Improve row estimates with expression index
Here is an example:
CREATE TABLE test (x INTEGER);
INSERT INTO test SELECT x FROM generate_series(1, 100) AS t(x);
ANALYZE test;
SELECT COUNT(*) FROM test WHERE x % 2 = 1;
count
-------
50
EXPLAIN SELECT * FROM test WHERE x % 2 = 1;
QUERY PLAN
----------------------------------------------------
Seq Scan on test (cost=0.00..2.50 rows=1 width=4)
Filter: ((x % 2) = 1)
The optimizer doesn’t know the selectivity of the modulus operator, so it initially assumes only one row is returned. Once an expression index is created and analyze statistics generated, the optimizer knows exactly how many rows will be returned:
CREATE INDEX i_test ON test ((x % 2));
ANALYZE test;
EXPLAIN SELECT * FROM test WHERE x % 2 = 1;
QUERY PLAN
-----------------------------------------------------
Seq Scan on test (cost=0.00..2.50 rows=50 width=4)
Filter: ((x % 2) = 1)
Interestingly, the optimizer used expression index statistics, even though the expression index itself was not used.

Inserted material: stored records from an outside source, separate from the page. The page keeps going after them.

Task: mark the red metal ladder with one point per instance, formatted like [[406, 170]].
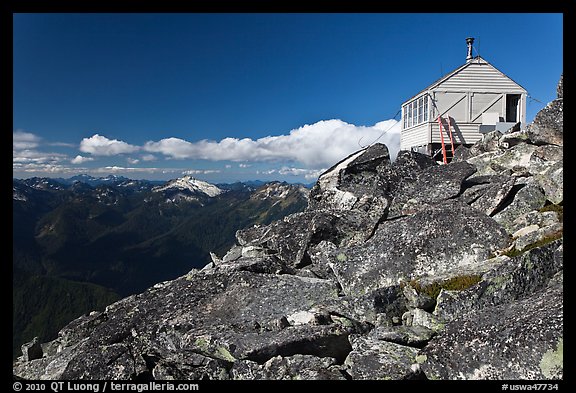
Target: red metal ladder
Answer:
[[449, 131]]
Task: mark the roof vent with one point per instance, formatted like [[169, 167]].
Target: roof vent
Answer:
[[469, 42]]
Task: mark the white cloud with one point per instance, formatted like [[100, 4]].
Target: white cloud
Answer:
[[200, 171], [318, 145], [99, 145], [80, 159], [25, 156], [22, 140], [122, 169], [309, 174], [149, 157]]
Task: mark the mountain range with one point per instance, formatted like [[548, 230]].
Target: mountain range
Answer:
[[83, 242]]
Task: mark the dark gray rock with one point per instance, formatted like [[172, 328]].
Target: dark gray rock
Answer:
[[32, 350], [512, 279], [487, 193], [522, 340], [417, 300], [432, 186], [548, 125], [353, 183], [295, 367], [551, 181], [530, 197], [348, 288], [380, 307], [290, 238], [412, 336], [405, 168]]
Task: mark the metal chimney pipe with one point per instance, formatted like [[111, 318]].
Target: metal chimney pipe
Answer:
[[469, 42]]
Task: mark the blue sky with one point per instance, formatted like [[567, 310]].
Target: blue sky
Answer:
[[229, 97]]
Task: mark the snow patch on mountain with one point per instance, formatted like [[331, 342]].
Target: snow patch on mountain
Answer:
[[188, 183]]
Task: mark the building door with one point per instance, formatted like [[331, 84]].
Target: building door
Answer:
[[512, 108]]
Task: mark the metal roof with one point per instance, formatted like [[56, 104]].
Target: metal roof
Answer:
[[476, 60]]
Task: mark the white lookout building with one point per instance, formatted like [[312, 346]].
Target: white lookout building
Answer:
[[460, 107]]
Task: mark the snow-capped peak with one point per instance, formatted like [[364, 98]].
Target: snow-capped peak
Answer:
[[191, 184]]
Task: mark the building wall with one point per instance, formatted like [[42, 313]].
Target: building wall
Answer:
[[477, 88], [415, 136], [462, 133]]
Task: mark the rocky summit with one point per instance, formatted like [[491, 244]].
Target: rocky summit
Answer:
[[396, 270]]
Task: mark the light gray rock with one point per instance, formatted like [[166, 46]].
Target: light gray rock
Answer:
[[294, 367], [373, 359], [522, 340], [430, 242], [530, 197], [433, 186]]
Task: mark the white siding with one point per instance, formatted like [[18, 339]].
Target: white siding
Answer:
[[481, 77], [486, 102], [451, 104], [461, 133], [471, 90], [415, 136]]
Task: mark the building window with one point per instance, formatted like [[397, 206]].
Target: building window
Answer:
[[416, 112]]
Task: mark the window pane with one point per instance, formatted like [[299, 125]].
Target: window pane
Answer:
[[420, 109], [404, 115]]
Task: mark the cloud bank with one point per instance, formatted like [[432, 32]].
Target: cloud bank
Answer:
[[101, 146], [317, 145]]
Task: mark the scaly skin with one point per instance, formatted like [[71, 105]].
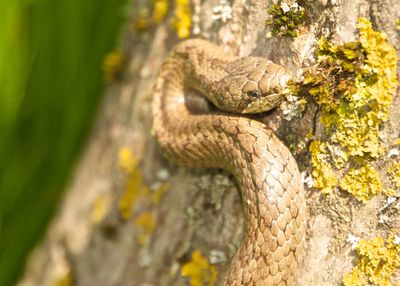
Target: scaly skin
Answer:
[[267, 174]]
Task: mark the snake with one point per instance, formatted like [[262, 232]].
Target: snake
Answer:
[[273, 198]]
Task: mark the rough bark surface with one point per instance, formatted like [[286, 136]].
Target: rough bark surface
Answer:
[[201, 208]]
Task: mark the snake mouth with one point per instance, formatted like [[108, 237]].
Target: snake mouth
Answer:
[[264, 103]]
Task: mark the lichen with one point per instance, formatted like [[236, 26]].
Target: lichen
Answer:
[[136, 190], [200, 271], [363, 183], [149, 14], [160, 10], [113, 65], [284, 20], [100, 208], [145, 222], [353, 85], [377, 260], [324, 177], [182, 21], [394, 173]]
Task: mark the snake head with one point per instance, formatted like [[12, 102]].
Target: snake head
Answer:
[[252, 85]]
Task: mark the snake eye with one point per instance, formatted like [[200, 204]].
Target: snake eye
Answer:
[[254, 93]]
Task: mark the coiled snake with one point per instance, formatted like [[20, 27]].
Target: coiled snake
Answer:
[[267, 174]]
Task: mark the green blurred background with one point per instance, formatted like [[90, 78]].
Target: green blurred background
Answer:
[[51, 53]]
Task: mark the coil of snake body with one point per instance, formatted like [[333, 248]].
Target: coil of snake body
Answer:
[[267, 174]]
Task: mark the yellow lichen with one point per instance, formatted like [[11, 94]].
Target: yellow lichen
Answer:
[[127, 162], [157, 194], [376, 262], [324, 178], [200, 271], [134, 190], [353, 84], [100, 208], [363, 183], [394, 173], [182, 21], [160, 10], [113, 65], [146, 223]]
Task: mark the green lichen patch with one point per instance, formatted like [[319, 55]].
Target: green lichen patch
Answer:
[[284, 20], [377, 260], [353, 85]]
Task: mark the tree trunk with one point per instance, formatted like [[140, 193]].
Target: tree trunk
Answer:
[[132, 218]]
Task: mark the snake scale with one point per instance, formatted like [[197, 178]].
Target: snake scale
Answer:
[[267, 174]]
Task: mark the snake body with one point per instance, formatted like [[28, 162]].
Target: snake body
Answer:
[[267, 174]]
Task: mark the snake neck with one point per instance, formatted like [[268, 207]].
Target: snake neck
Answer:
[[267, 174]]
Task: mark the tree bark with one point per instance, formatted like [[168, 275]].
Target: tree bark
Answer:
[[201, 209]]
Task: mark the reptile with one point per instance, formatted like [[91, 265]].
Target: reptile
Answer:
[[274, 204]]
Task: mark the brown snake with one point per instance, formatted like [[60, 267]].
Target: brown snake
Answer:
[[267, 174]]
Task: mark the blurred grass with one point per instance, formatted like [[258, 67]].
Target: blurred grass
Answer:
[[51, 54]]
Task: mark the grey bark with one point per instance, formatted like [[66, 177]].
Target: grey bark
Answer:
[[202, 208]]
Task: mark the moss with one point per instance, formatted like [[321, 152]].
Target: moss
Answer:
[[377, 260], [200, 271], [285, 20], [64, 280], [353, 85], [150, 14]]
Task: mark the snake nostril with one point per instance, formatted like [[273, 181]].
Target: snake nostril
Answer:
[[254, 93]]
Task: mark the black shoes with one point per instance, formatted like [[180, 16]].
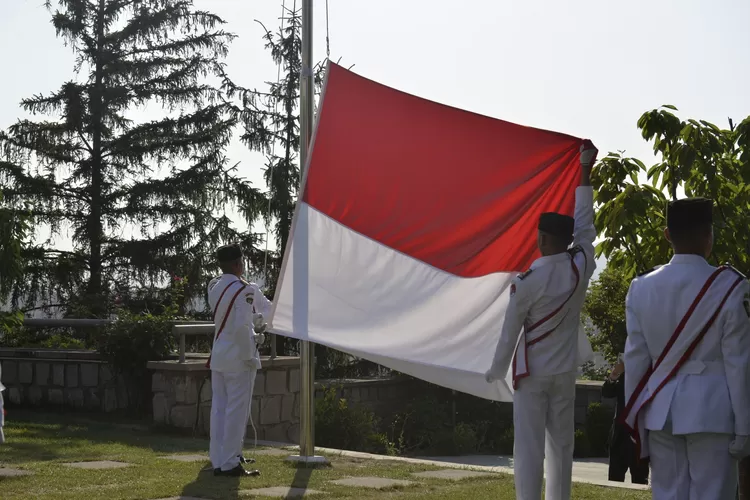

In the example above, the modulus operator is not selective enough to make the index useful, but expression statistics would be useful for more complex queries, e.g. with joins. This method can also be used to create statistics on functions.
It is also possible to create an expression index that generates cross-columns statistics. For example, this expression index would supply accurate statistics for state/city combinations, but queries would need to use the exact concatenation construction:
CREATE INDEX i_customer_state_city ON customer ((state || '|' || city));
It would be nice if there was a way to create expression statistics without the overhead of creating and maintaining indexes.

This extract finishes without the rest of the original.